All of lore.kernel.org
 help / color / mirror / Atom feed
* Xen/ARM API issue (page size)
@ 2021-07-08  0:32 Elliott Mitchell
  2021-07-08  1:05 ` Andrew Cooper
  0 siblings, 1 reply; 5+ messages in thread
From: Elliott Mitchell @ 2021-07-08  0:32 UTC (permalink / raw)
  To: xen-devel

Hopefully I'm not about to show the limits of my knowledge...

Quite a few values passed to Xen via hypercalls include a page number.
This makes sense as that maps to the hardware.  Problem is, I cannot help
but notice aarch64 allows for 4KB, 16KB and 64KB pages.

I don't know how flexible aarch64 is.  I don't know whether an aarch64
core can support multiple page sizes.  My tentative reading of
information seemed to suggest a typical aarch64 core /could/ allow
multiple page sizes.

What happens if a system (and Xen) is setup to support 64KB pages, but a
particular domain has been built strictly with 4KB page support?

What if a particular domain wanted to use 64KB pages (4KB being too
granular), but Xen was set to use 4KB pages?

What if a system had two domains which were set for different page sizes,
but the two needed to interact?


Then you have things like VCPUOP_register_vcpu_info.  The structure is
setup as mfn and offset.  With the /actual/ page size being used there,
it is troublesome.  Several places might work better if pure 64-bit
addresses were used, but with alignment requirements specified.

Then there is a question of what happens when we get a core which has
more than 64 physical address bits (seems a few years off, but for a long
time 32 seemed high).


-- 
(\___(\___(\______          --=> 8-) EHM <=--          ______/)___/)___/)
 \BS (    |         ehem+sigmsg@m5p.com  PGP 87145445         |    )   /
  \_CS\   |  _____  -O #include <stddisclaimer.h> O-   _____  |   /  _/
8A19\___\_|_/58D2 7E3D DDF4 7BA6 <-PGP-> 41D1 B375 37D0 8714\_|_/___/5445




^ permalink raw reply	[flat|nested] 5+ messages in thread

* Re: Xen/ARM API issue (page size)
  2021-07-08  0:32 Xen/ARM API issue (page size) Elliott Mitchell
@ 2021-07-08  1:05 ` Andrew Cooper
  2021-07-08 16:06   ` Julien Grall
  0 siblings, 1 reply; 5+ messages in thread
From: Andrew Cooper @ 2021-07-08  1:05 UTC (permalink / raw)
  To: Elliott Mitchell, xen-devel

On 08/07/2021 01:32, Elliott Mitchell wrote:
> Hopefully I'm not about to show the limits of my knowledge...
>
> Quite a few values passed to Xen via hypercalls include a page number.
> This makes sense as that maps to the hardware.  Problem is, I cannot help
> but notice aarch64 allows for 4KB, 16KB and 64KB pages.

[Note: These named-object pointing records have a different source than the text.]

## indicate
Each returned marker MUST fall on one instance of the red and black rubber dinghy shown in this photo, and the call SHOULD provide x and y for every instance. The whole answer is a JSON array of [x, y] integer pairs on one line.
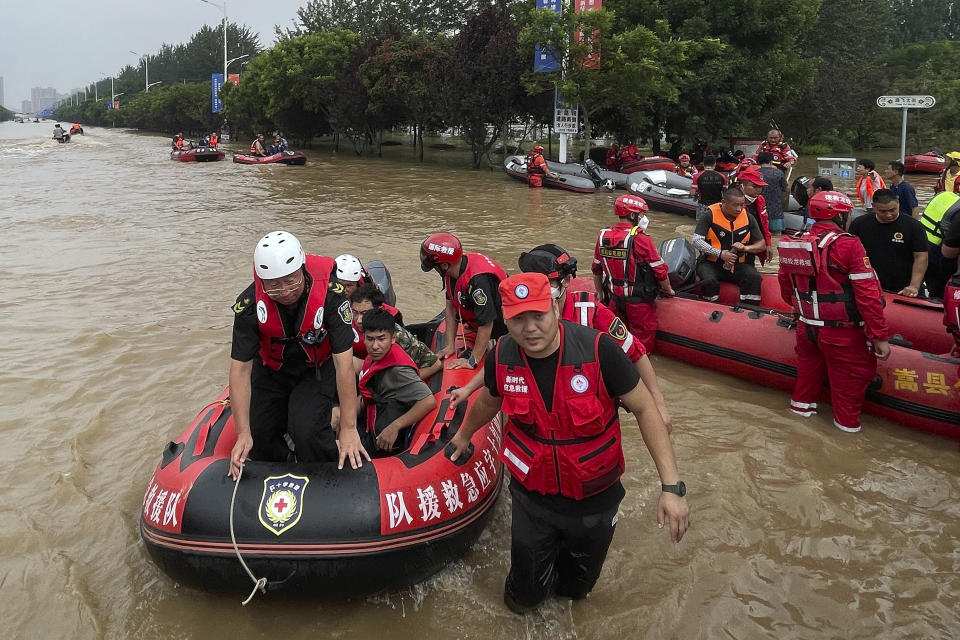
[[312, 528], [284, 157], [199, 154]]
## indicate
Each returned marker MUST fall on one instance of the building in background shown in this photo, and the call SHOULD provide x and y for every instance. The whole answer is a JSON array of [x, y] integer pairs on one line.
[[43, 98]]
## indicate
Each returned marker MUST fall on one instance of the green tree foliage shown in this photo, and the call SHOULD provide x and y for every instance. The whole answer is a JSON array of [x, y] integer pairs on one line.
[[480, 89], [378, 19], [399, 77]]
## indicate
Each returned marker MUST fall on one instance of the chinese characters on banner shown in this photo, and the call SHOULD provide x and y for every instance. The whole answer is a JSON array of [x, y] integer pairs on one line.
[[216, 80], [544, 57], [566, 117], [592, 59]]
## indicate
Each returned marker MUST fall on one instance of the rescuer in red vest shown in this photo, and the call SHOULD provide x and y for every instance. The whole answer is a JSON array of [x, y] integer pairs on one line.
[[470, 284], [560, 385], [628, 271], [826, 275], [291, 358]]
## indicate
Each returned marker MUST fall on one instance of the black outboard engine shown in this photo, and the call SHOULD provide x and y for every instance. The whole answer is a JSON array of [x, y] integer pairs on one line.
[[380, 275], [681, 260], [799, 190]]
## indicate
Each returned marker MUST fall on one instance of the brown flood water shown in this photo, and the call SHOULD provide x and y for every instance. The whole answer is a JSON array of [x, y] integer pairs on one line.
[[126, 264]]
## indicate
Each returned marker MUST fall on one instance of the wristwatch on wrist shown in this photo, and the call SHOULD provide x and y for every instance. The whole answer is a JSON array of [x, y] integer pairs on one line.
[[680, 488]]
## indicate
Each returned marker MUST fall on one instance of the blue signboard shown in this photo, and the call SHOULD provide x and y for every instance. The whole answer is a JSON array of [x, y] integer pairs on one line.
[[216, 81], [544, 57]]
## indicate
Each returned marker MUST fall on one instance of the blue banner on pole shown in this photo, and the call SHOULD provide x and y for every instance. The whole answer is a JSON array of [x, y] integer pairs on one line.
[[544, 57], [216, 81]]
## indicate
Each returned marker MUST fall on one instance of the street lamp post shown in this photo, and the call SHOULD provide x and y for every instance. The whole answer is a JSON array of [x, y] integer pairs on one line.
[[146, 70], [222, 7]]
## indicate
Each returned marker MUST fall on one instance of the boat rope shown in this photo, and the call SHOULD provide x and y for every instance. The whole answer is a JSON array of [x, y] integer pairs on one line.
[[258, 583]]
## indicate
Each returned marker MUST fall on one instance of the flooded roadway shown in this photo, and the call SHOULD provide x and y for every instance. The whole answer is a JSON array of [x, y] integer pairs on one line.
[[119, 269]]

Yes - page size is a know error through the ABI, seeing as Xen started
on x86 and 4k is the only size considered at the time.

32bit frame numbers were all the rage between the Pentum 2 (1997) and
the advent of 64bit systems (~2006), because they let you efficiently
reference up to 16T of physical memory, rather than being limited at 4G
if you used byte addresses instead.

It will be addressed in ABIv2 design (if I ever get enough time to write
everything down and make a start).

> I don't know how flexible aarch64 is.  I don't know whether an aarch64
> core can support multiple page sizes.  My tentative reading of
> information seemed to suggest a typical aarch64 core /could/ allow
> multiple page sizes.
>
> What happens if a system (and Xen) is setup to support 64KB pages, but a
> particular domain has been built strictly with 4KB page support?
>
> What if a particular domain wanted to use 64KB pages (4KB being too
> granular), but Xen was set to use 4KB pages?
>
> What if a system had two domains which were set for different page sizes,
> but the two needed to interact?

I'm afraid I'll have to defer to the arm folk to answer this, but my
understanding is that it should be possible to support guests compiled
with, and using, different page sizes (given a suitable ABI).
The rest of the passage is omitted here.